Isuzu, the Japanese automaker known for its "Joe Isuzu" commercials featuring a chronic-liar car salesman, has finally conceded they are quitting the US car market.

The Oldsmobile closing experiment provided one big lesson: a dying brand is best allowed to wither away. Abrupt termination leaves a company open to lawsuits from bag holders - customers and dealers.

So, despite repeated reassurances that there were no plans to exit the US market, Isuzu Motors America has made a "surprise" announcement that it will discontinue stateside passenger vehicle sales by 2009.

The exit strategy was predictable to industry observers; mounting losses, falling sales, capital flight, short-term credit lines sought to avoid bankruptcy, ad budget disappearing, chronic badge engineering, and smarter dealers scrambling to escape.

The go-slow approach has limited Isuzu's projected closing costs to a minuscule $37 million.

US sales peaked at 127,630 Isuzus back in 1986, during the Joe commercials heyday.

In 1999, Isuzu sold 103,629 vehicles as the SUV craziness began to fade.
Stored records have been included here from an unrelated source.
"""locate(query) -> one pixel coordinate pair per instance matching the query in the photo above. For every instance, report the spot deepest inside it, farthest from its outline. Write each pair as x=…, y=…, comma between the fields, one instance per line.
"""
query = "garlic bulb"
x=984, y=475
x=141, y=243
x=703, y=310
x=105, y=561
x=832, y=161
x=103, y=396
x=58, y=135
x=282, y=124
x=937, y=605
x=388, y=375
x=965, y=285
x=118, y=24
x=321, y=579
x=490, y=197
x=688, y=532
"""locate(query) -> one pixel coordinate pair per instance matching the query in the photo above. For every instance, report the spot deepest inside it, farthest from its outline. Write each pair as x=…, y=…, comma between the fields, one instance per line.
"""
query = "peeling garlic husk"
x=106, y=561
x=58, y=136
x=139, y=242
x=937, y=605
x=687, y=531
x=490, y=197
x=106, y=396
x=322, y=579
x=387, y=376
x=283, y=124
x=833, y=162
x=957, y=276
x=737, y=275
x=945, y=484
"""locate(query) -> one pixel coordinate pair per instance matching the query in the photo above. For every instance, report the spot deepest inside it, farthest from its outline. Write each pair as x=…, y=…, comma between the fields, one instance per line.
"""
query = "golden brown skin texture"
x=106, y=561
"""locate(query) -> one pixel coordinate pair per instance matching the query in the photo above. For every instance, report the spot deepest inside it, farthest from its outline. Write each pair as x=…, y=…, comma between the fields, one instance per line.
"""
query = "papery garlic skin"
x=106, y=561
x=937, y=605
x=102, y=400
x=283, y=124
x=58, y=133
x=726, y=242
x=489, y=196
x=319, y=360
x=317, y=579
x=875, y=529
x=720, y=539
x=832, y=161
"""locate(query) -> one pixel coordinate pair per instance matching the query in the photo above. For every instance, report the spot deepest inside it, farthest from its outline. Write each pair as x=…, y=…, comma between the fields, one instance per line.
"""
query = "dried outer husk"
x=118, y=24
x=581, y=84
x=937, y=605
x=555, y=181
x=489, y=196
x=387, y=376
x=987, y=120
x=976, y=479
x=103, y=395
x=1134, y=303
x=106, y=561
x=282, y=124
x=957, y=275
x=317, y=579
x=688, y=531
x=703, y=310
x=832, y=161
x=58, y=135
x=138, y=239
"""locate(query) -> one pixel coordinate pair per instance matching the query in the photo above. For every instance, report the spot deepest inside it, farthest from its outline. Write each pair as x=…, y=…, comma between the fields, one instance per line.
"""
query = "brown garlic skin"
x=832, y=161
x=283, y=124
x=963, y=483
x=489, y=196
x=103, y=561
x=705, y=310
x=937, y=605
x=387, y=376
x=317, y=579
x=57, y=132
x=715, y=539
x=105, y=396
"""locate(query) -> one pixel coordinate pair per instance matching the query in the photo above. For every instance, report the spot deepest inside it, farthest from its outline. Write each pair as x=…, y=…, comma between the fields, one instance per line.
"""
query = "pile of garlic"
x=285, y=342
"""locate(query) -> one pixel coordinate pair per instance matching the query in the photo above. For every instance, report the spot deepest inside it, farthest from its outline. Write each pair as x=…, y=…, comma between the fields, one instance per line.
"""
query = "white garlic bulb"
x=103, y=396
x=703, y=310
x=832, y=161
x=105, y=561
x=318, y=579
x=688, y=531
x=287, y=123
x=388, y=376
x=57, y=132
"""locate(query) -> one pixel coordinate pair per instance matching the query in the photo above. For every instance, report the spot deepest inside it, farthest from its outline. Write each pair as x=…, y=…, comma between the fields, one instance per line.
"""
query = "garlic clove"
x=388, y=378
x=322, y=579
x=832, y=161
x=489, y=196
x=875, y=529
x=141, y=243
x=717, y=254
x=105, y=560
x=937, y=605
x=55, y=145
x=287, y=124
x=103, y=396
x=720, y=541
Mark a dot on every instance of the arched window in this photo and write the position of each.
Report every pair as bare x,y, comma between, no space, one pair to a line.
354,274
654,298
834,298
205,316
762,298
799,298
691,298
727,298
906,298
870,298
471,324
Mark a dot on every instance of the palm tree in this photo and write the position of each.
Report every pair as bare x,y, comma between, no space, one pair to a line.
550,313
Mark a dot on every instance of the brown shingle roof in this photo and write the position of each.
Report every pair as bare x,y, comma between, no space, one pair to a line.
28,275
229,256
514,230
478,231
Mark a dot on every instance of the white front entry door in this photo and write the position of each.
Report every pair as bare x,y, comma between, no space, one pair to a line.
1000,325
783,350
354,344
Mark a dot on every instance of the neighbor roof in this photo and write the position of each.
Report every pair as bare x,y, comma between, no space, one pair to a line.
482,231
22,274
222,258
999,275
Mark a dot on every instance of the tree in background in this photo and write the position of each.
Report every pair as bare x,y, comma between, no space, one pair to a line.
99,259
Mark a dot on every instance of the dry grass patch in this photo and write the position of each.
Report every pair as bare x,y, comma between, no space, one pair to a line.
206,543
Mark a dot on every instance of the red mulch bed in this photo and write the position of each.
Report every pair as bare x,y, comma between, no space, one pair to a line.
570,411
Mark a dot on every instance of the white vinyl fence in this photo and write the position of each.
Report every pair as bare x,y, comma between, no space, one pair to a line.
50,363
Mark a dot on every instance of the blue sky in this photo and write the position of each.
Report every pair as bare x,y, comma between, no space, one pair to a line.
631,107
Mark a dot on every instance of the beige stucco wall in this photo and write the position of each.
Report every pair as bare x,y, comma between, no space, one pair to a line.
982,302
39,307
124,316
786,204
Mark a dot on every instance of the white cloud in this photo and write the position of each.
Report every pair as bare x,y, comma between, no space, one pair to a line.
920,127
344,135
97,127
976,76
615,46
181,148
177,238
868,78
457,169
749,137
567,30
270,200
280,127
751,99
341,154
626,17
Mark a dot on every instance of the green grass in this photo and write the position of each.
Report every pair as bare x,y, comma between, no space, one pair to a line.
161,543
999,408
Isuzu sold just 7098 vehicles here in 2007, falling 17% year over year.

Amazingly, the brand had a core of loyal customers who loved Joe Isuzu.

These buyers are now left holding the bag.

Izusus have long been known for off-a-cliff depreciation, just try to sell/trade one now.

Isuzu promises it will honor warranties and "encourage" its nearly 200 remaining dealers to provide service.

"Isuzu will discontinue the sales of vehicles only. Our parts and service operation will remain fully functional,"
"We expect the vast majority of our dealers will continue as service-only."
Terry Maloney, President, of Isuzu North America

Joe Isuzu, I believe you.

Culture Gap

The demise of Isuzu also illustrates a problem of corporate cultural inflexibility in global markets. Even Toyota could learn something here.

Isuzu, headquartered in Tokyo, despite the clever ad campaigns, never bridged the culture gap with American consumers. Look at the english-as-a-second-language content of corporate websites.

GM and Isuzu are longtime collaborators, GM began investing in 1971. By 1999 GM held 49%, which should have been more than enough to control the company.

But the Japanese legal and business culture resisted stubbornly, and GM, unable to install American executives, could only concede defeat, pulling the plug in 2001.

Recent US executive defections from Toyota show the persistence of this problem in Asia.

The attack from Consumer Reports, which rated second generation (1995-1997) Trooper models "Not Acceptable" due to agressive roll over testing, also hurt Isuzu.

Isuzu products, Ascender SUVs and i-series pickups, were blatantly rebadged Chevrolet TrailBlazer/GMC Envoy, and Chevrolet Colorado/GMC Canyon.

As these dogs approached the end of their lifespans, the company had no product. How was this a "suprise?"

Isuzu is primarily a manufacturer of medium duty commercial trucks. They are also an experienced small diesel manufacturer.

Toyota has acquired 6% of Isuzu, anticipating the coming small turbo-diesel boom.

So don't cry for Joe Isuzu, the lovable liar.

One canary has toppled in the mineshaft. Who is next?